2x faster training than default precision when model is just 3 linear layer, but when the model is just 1 conv layer, mixed precision training is slower than default precision

OS: ubuntu 16.04
Cuda: 10.2
pytorch: 1.8.0
I ran the demo https://pytorch.org/tutorials/recipes/recipes/amp_recipe.html#a-simple-network.
default precision training time is 1.760 sec and mixed precision training time is 0.833. 2x speed up. But when I use torch.nn.Conv2d, amp training is slower than default model. please tell me why?
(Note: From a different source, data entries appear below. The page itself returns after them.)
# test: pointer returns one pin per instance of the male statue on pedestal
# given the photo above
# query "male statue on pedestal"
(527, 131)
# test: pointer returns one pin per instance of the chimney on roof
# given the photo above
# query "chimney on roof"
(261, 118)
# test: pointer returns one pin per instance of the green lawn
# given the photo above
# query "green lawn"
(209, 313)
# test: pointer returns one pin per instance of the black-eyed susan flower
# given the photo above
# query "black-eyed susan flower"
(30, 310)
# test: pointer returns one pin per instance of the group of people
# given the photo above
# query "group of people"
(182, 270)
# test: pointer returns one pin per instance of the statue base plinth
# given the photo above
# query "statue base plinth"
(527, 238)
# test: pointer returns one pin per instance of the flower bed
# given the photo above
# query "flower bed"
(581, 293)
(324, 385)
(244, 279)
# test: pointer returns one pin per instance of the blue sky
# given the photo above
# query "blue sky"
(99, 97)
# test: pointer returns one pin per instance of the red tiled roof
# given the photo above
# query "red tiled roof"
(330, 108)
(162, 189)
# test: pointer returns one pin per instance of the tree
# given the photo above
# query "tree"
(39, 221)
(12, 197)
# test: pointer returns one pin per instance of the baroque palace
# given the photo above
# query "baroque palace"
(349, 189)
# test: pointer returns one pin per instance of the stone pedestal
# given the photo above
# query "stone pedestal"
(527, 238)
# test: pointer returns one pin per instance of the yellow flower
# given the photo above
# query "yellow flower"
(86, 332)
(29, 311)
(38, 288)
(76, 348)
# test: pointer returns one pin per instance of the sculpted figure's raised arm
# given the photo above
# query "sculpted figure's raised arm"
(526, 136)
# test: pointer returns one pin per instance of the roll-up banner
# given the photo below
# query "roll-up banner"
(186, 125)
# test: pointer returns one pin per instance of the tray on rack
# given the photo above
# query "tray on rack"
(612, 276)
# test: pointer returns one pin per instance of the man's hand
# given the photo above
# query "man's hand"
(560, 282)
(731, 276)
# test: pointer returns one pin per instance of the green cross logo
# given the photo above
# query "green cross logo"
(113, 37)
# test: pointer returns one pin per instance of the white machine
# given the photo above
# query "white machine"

Could you share the code used to profile these workloads as well as more information about your setup, please? In particular information about the used GPU would be needed.

import torch
import torch.nn as nn
from torch.cuda.amp import autocast, GradScaler
from torchvision.models import resnet18
from torch.backends.cudnn import benchmark
import time
import gc

start_time = None
torch.backends.cudnn.benchmark = True

batch_size = 512
in_size = 4096
out_size = 4096
num_layers = 3
num_batches = 50
epochs = 3
data = [torch.randn(batch_size, in_size, device='cuda') for _ in range(num_batches)]
targets = [torch.randn(batch_size, out_size, device='cuda') for _ in range(num_batches)]

def start_timer():
    global start_time
    gc.collect()
    torch.cuda.empty_cache()
    torch.cuda.reset_max_memory_allocated()
    torch.cuda.synchronize()
    start_time = time.time()


def end_timer_and_print(local_msg):
    torch.cuda.synchronize()
    end_time = time.time()
    print('\n' + local_msg)
    print('Total execution time = {:.3f} sec'.format(end_time -start_time))
    print('Max memory used by tensors = {} bytes'.format(torch.cuda.max_memory_allocated()))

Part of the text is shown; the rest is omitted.